What is Sequence Data ?

3 points by krtab


krtab

This may be bordering non-topicality but the PhD thesis as a whole is about bio informatics, and I felt it made sense to have the first chapter title as a self sufficient post that linking to the PhD as a whole.

madhadron

This thesis seems to miss the point of what they call homopolymer compression (I never heard the name, but I independently developed the technique like many others). Homopolymer compression is a terrible idea.
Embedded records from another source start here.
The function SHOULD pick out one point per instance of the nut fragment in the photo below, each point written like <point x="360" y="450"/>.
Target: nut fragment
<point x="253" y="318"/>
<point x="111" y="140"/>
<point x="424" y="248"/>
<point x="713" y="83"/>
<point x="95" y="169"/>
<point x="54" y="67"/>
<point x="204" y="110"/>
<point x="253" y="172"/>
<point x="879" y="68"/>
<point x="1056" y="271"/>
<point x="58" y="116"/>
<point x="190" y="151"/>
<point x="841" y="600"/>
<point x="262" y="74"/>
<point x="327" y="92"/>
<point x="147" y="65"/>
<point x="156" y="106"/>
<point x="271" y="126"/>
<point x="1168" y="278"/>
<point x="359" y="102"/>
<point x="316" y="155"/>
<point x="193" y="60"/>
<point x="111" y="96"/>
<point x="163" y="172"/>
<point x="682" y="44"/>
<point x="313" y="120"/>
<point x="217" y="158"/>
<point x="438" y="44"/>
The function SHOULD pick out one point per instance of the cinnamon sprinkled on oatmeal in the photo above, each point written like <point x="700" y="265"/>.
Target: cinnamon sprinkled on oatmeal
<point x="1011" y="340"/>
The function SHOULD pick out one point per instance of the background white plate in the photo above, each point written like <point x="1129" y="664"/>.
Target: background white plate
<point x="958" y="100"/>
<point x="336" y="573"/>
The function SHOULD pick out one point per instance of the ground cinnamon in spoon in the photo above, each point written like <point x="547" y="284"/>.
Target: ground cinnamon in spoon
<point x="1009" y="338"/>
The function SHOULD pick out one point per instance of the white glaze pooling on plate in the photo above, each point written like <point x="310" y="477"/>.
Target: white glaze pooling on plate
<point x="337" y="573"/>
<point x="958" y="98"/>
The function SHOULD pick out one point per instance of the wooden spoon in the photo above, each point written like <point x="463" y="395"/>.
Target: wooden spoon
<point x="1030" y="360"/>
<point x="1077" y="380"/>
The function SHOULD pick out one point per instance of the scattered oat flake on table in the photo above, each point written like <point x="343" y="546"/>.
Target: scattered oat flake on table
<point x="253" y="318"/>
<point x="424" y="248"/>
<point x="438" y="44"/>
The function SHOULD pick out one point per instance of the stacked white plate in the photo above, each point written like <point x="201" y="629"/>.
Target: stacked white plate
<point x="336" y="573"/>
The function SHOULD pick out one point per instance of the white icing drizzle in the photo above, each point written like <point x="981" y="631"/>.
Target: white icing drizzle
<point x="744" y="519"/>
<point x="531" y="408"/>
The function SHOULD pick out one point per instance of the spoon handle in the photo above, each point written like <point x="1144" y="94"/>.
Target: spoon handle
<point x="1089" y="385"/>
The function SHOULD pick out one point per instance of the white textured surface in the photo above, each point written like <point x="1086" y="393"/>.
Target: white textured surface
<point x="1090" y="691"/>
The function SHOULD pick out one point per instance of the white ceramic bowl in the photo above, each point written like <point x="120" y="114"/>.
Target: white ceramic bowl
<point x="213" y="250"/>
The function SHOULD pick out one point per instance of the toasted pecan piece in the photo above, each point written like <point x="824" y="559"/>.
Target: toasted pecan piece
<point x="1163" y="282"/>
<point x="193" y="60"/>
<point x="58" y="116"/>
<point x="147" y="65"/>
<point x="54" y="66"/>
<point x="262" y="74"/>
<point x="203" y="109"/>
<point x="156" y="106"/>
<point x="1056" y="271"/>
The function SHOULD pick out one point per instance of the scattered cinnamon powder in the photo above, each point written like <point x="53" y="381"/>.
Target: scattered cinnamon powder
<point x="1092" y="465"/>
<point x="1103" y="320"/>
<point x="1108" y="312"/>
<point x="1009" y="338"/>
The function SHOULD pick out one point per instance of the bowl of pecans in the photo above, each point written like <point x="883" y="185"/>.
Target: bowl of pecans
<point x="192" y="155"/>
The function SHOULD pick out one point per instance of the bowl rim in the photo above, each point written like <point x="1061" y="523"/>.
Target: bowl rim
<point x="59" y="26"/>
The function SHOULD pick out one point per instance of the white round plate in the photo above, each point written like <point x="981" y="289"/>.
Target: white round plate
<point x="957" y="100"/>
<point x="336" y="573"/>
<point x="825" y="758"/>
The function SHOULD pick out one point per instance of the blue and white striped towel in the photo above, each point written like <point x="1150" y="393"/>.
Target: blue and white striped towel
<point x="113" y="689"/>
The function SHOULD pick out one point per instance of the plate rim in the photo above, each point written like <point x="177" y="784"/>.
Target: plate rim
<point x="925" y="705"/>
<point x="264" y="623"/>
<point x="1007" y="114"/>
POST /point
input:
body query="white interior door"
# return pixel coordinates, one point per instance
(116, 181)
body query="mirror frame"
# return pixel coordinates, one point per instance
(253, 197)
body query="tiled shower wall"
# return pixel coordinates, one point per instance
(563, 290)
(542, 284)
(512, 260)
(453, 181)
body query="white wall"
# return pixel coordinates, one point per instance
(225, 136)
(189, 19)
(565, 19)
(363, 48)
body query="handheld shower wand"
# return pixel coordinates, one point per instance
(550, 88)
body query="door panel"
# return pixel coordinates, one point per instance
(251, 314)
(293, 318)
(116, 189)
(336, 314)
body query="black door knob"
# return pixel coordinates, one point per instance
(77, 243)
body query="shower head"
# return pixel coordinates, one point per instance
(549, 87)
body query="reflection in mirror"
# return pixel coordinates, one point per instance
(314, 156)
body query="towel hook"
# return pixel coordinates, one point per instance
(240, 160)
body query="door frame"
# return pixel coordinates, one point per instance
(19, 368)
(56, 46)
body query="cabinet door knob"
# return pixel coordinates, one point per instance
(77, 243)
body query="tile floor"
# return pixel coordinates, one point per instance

The reason we all did it is because our sequence alignment algorithms were all designed based on the error model of Sanger sequencing. In Sanger sequencing, your errors are primarily misreading a base, and occasionally missing a base or inserting an extra one, but those are much rarer. In nextgen sequencers like from 454 or NanoPore your main error mode is miscounting the number of a particular base that appears. If you have one A, you might read one, and somewhat less likely two, and less likely yet three...if the actual sequence is AAA you have a distribution of around 3 of the number you get in a read. The right way to handle this is to use an alignment algorithm that is adapted to this error mode. Unfortunately, alignment algorithms are distributed as black box command line tools that are painful to mess with, so, to get work done right now, you do "homopolymer compression" which brings the error model much closer to Sanger sequencing at the cost of throwing away information. If I were still in the field, what I would want is not slightly better ways to throw away data, but an alignment algorithm that is adapted to the different error regime.